Question

Three capacitors connected in series have an effective capacitance of $2\mu \text{F}$. If one of the capacitors is removed, the effective capacitance becomes $3\mu \text{F}$. The capacitance of the capacitor that is removed is

• A. $13\mu \text{F}$
• B. $\frac{3}{2}\mu \text{F}$
• C. $\frac{2}{3}\mu \text{F}$
• D. $6\mu \text{F}$

Answer 1

The correct option is D $6\mu \text{F}$

Let the capacitance of capacitors be $C_1,C_2\&C_3$.

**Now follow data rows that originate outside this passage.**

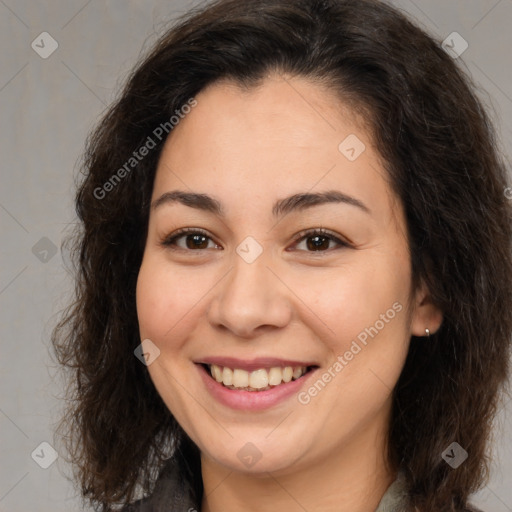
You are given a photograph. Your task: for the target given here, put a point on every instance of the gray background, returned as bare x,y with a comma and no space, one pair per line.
47,108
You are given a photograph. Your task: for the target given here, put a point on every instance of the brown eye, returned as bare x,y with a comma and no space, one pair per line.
318,240
195,239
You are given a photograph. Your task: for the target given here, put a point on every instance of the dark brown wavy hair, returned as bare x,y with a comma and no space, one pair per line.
442,157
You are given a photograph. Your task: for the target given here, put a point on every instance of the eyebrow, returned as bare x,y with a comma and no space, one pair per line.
295,202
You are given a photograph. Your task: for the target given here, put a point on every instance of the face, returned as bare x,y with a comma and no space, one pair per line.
256,290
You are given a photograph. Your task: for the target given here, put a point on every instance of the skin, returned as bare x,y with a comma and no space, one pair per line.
249,149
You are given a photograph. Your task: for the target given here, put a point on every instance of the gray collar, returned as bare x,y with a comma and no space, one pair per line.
173,492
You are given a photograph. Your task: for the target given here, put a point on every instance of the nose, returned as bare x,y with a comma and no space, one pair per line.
250,299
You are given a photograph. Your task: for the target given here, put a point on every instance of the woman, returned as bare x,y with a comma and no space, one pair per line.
294,270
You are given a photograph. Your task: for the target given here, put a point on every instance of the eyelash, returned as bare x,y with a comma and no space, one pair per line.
169,242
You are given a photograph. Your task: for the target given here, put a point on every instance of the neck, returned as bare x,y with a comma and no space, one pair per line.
351,478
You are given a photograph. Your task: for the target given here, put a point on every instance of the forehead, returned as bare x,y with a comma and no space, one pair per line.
286,135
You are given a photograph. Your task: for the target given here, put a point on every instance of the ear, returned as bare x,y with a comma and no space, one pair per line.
425,314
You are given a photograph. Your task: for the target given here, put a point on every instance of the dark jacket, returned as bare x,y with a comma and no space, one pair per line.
174,492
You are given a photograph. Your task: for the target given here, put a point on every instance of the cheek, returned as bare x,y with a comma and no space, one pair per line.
160,300
348,301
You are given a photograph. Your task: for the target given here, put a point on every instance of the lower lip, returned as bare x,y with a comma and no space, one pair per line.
252,400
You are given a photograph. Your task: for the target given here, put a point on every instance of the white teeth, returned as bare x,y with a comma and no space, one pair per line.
216,373
287,373
261,379
227,376
258,379
275,376
240,378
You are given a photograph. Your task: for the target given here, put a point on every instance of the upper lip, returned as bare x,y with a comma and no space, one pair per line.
253,364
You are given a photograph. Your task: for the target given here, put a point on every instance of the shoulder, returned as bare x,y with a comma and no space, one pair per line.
172,492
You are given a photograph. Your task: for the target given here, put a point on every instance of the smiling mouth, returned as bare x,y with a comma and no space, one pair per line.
262,379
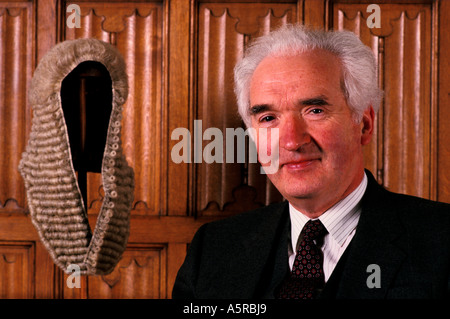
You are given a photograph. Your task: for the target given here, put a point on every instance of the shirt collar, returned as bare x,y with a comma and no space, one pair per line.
339,220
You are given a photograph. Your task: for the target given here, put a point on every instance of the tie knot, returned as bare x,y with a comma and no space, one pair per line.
313,230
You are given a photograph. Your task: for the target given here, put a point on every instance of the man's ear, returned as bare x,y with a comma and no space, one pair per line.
367,124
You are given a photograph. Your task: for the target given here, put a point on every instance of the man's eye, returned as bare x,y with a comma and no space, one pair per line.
316,111
266,118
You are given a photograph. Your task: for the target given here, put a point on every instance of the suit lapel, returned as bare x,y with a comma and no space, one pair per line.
376,242
267,251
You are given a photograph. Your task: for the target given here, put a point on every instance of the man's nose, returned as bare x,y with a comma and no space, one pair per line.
293,133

Effective capacitance of series combination is given by

$\frac{1}{C_1}+\frac{1}{C_2}+\frac{1}{C_3}=\frac{1}{C_{eq}}$

Here, $C_{eq}=2\mu \text{F}$

$\frac{1}{C_1}+\frac{1}{C_2}+\frac{1}{C_3}=\frac{1}{2}......\left(1\right)$

Let's say $C_3$ is removed,

$\frac{1}{C_1}+\frac{1}{C_2}=\frac{1}{3}.........\left(2\right)$

Subtracting eq.$\left(1\right)$ to $\left(2\right)$, we get

$\frac{1}{C_3}=\frac{1}{2}-\frac{1}{3}=\frac{1}{6}$

$\therefore C_3=6\mu \text{F}$

Hence, option $\left(d\right)$ is correct.